USSEC Remains Optimistic about Impact of Soy Imports to Russia
- General News
USSEC has not seen any signs of impact on U.S. soy imports to Russia due to that country’s economic turmoil. Russia’s financial woes began in December when the country’s currency, the ruble, began to gyrate wildly, raising the possibility of a broader financial crisis. Russia was hit by Western sanctions over the conflict in the Ukraine and a sliding oil price, which sent the Russian ruble down by around 40 percent against the U.S. dollar in December.
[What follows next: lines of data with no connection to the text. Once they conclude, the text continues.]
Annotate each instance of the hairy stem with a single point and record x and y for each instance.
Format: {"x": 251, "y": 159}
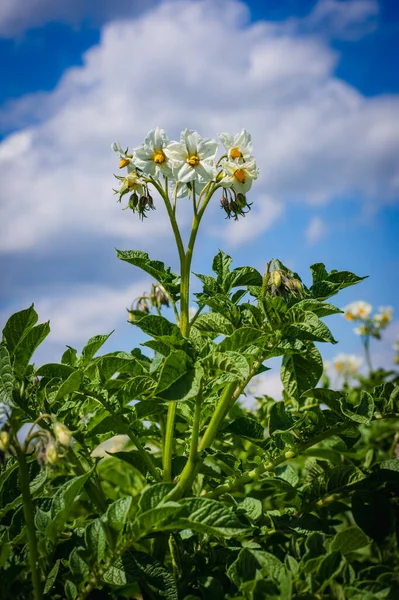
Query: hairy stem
{"x": 30, "y": 525}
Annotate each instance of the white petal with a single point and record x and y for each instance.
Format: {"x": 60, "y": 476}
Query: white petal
{"x": 186, "y": 173}
{"x": 207, "y": 148}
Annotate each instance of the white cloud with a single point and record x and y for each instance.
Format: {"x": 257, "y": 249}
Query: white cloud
{"x": 348, "y": 20}
{"x": 316, "y": 230}
{"x": 266, "y": 211}
{"x": 199, "y": 65}
{"x": 17, "y": 16}
{"x": 85, "y": 312}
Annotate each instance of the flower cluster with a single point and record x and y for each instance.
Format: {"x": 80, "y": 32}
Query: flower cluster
{"x": 369, "y": 325}
{"x": 156, "y": 298}
{"x": 190, "y": 167}
{"x": 346, "y": 365}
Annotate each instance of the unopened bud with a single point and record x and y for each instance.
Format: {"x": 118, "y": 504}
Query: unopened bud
{"x": 62, "y": 433}
{"x": 4, "y": 441}
{"x": 51, "y": 453}
{"x": 275, "y": 278}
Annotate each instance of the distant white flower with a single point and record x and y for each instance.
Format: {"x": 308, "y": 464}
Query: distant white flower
{"x": 347, "y": 365}
{"x": 193, "y": 158}
{"x": 384, "y": 317}
{"x": 239, "y": 176}
{"x": 357, "y": 310}
{"x": 150, "y": 156}
{"x": 238, "y": 147}
{"x": 362, "y": 330}
{"x": 125, "y": 159}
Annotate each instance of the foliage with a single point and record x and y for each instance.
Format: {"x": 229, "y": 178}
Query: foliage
{"x": 296, "y": 499}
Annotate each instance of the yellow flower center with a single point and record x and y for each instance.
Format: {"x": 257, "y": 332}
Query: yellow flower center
{"x": 193, "y": 160}
{"x": 239, "y": 174}
{"x": 123, "y": 162}
{"x": 235, "y": 153}
{"x": 159, "y": 157}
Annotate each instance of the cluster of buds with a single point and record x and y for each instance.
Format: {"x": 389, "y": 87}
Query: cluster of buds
{"x": 50, "y": 449}
{"x": 369, "y": 325}
{"x": 346, "y": 365}
{"x": 188, "y": 166}
{"x": 156, "y": 298}
{"x": 281, "y": 283}
{"x": 396, "y": 348}
{"x": 235, "y": 205}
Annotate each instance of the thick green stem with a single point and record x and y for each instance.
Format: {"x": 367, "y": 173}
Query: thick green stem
{"x": 255, "y": 473}
{"x": 367, "y": 353}
{"x": 30, "y": 525}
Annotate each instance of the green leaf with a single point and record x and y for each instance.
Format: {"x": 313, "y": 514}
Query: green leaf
{"x": 242, "y": 338}
{"x": 243, "y": 276}
{"x": 155, "y": 268}
{"x": 18, "y": 325}
{"x": 175, "y": 366}
{"x": 158, "y": 326}
{"x": 348, "y": 540}
{"x": 330, "y": 566}
{"x": 78, "y": 565}
{"x": 246, "y": 427}
{"x": 213, "y": 323}
{"x": 96, "y": 540}
{"x": 72, "y": 384}
{"x": 252, "y": 507}
{"x": 280, "y": 419}
{"x": 233, "y": 363}
{"x": 137, "y": 566}
{"x": 308, "y": 327}
{"x": 62, "y": 503}
{"x": 301, "y": 372}
{"x": 69, "y": 357}
{"x": 210, "y": 517}
{"x": 319, "y": 308}
{"x": 27, "y": 345}
{"x": 71, "y": 592}
{"x": 93, "y": 345}
{"x": 6, "y": 377}
{"x": 55, "y": 370}
{"x": 117, "y": 512}
{"x": 185, "y": 388}
{"x": 153, "y": 495}
{"x": 51, "y": 577}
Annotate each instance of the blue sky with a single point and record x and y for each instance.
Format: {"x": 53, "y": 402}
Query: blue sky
{"x": 315, "y": 82}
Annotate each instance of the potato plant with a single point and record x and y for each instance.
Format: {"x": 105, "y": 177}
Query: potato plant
{"x": 295, "y": 499}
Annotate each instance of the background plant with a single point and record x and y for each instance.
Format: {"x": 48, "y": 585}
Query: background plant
{"x": 296, "y": 499}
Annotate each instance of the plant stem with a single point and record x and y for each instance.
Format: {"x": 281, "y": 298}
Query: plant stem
{"x": 367, "y": 353}
{"x": 255, "y": 473}
{"x": 30, "y": 524}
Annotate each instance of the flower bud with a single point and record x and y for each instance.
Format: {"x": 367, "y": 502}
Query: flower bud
{"x": 275, "y": 278}
{"x": 62, "y": 433}
{"x": 4, "y": 441}
{"x": 51, "y": 453}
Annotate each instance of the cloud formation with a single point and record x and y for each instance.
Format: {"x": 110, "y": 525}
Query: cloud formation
{"x": 202, "y": 65}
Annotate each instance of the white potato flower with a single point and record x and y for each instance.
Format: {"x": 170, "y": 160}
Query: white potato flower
{"x": 357, "y": 310}
{"x": 239, "y": 176}
{"x": 131, "y": 182}
{"x": 384, "y": 317}
{"x": 238, "y": 147}
{"x": 347, "y": 365}
{"x": 125, "y": 158}
{"x": 150, "y": 156}
{"x": 193, "y": 158}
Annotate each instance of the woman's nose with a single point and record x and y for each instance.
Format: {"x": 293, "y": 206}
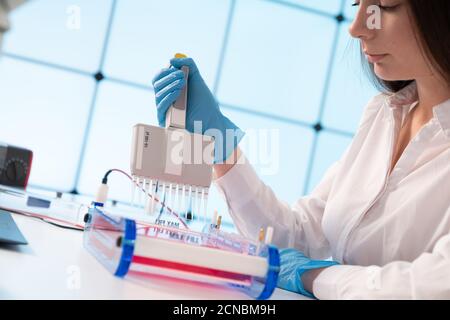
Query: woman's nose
{"x": 359, "y": 28}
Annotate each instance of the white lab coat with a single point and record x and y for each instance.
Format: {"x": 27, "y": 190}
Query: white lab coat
{"x": 390, "y": 232}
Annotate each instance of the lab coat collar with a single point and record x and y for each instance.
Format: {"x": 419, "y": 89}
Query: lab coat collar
{"x": 409, "y": 95}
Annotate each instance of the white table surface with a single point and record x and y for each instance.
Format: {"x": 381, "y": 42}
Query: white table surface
{"x": 55, "y": 265}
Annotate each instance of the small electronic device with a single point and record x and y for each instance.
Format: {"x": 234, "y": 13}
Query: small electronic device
{"x": 173, "y": 160}
{"x": 15, "y": 165}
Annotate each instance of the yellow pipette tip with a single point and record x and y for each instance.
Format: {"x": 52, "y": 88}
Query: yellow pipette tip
{"x": 180, "y": 55}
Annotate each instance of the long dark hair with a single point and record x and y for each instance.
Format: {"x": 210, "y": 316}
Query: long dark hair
{"x": 432, "y": 19}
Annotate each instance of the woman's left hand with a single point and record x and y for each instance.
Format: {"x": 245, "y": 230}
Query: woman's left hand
{"x": 297, "y": 271}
According to USSEC Regional Director - Europe & Middle East/North Africa Brent Babb, Russia has been expanding its poultry and livestock industry for several years. He says, “Of course, recent financial events will impact current feed industry growth and domestic meat consumption. However, longer term, we still see opportunities for continued growth in soy utilization within the Russian feed industry.”
Russia has imported 93,000 metric tons of U.S. soybeans valued at approximately $35 million this marketing year, which began in September.
Last year, Russian imports on U.S. soy totaled 500,000 metric tons or around 1 percent of U.S. soybean exports.
Mr. Babb states, “We have not heard of any cancellations or renegotiations of contracts at this point but that would be private discussion with the exporter.”